With our new system of scheduling, we can and do cancel games that we know are running with fewer than the minimum number of players. We work actively to have games not run with even the minimum number of players so that the absence of a single player (life happens while you do player assignments) does not cause a game not to run very late. We also work with GMs to check if they can run a game with fewer than the minimum number of players they listed.
No members will have a "blank" schedule or blank slots in their schedules, and so there will not be "pick-up" players wandering around hoping for a game.
We have also changed the form to encourage GMs to let us know their game choices in case their game does get cancelled, so that everyone involved can simply be moved to another event they would enjoy.

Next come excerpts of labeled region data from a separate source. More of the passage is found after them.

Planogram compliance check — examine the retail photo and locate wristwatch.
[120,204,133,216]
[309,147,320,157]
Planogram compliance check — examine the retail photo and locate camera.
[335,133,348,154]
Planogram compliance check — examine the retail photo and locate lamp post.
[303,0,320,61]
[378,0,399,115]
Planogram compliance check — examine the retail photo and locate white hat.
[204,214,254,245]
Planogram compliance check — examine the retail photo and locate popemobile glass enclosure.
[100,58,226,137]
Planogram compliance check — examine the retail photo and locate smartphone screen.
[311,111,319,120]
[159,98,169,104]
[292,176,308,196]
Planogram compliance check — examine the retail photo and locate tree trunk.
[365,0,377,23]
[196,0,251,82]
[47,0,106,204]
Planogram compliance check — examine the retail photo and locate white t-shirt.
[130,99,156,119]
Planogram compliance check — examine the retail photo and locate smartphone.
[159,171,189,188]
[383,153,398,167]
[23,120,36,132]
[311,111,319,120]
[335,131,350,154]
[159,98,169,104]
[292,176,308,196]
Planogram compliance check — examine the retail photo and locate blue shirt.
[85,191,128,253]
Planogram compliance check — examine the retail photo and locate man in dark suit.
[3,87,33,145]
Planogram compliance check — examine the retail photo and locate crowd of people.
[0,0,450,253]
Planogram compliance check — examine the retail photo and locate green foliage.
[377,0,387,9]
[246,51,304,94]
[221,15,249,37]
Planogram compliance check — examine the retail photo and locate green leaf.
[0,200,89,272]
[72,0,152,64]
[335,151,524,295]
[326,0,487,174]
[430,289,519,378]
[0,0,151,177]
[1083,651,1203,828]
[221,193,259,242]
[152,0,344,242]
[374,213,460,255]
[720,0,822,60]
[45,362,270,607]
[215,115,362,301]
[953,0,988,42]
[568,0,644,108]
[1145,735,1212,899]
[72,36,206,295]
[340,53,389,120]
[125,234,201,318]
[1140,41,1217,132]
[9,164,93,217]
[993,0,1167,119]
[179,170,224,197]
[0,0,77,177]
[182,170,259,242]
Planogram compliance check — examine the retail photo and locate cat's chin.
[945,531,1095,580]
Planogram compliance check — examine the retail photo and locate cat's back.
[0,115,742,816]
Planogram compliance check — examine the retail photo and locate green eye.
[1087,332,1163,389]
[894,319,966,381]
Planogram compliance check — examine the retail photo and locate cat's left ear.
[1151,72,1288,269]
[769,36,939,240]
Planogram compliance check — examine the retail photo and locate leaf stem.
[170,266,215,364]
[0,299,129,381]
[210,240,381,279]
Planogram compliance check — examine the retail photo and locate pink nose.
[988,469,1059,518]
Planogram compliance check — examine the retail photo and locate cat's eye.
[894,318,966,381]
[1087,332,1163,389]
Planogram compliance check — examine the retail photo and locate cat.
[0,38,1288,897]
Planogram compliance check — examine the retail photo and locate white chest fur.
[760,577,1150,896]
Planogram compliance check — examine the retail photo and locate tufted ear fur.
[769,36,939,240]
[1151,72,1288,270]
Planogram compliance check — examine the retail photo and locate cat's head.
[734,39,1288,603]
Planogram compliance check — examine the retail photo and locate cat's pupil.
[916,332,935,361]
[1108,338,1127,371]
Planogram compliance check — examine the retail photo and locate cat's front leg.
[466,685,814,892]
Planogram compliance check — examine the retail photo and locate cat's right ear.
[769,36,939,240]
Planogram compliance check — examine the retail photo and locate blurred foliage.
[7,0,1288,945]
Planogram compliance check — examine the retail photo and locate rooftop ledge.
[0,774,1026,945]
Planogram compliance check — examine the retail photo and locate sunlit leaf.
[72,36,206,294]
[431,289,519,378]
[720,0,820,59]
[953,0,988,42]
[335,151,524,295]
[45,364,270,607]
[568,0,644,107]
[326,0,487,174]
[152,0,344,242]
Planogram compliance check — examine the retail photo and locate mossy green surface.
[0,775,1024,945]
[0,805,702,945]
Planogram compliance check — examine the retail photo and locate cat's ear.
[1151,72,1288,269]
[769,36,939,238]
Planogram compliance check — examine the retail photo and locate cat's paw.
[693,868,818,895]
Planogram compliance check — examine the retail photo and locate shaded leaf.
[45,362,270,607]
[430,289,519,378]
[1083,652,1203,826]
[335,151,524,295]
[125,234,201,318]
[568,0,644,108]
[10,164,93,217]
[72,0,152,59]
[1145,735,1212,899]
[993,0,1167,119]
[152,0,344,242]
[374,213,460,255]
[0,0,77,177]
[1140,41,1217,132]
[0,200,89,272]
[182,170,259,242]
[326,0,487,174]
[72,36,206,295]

Hotel checkout is noon. Participation in Sunday slots pretty much requires staying Sunday night and leaving the next day. We've gone over all manner of possible schedules, and scheduling to eliminate this problem, but haven't found a solution that does not create other problems that are worse.
With the current slot schedule putting two games on Sunday; membership "levels" that account for attending different numbers of days; and the availability of late checkout and luggage storage, the committee has worked hard over the past several years to minimize the impact of this problem that does not cause worse problems than the one we're trying to solve.
The day slot on Sunday ends at 4pm, which is about as early as we can cut it for a two long-slot day.
But please let us know anything that you think might help us with this!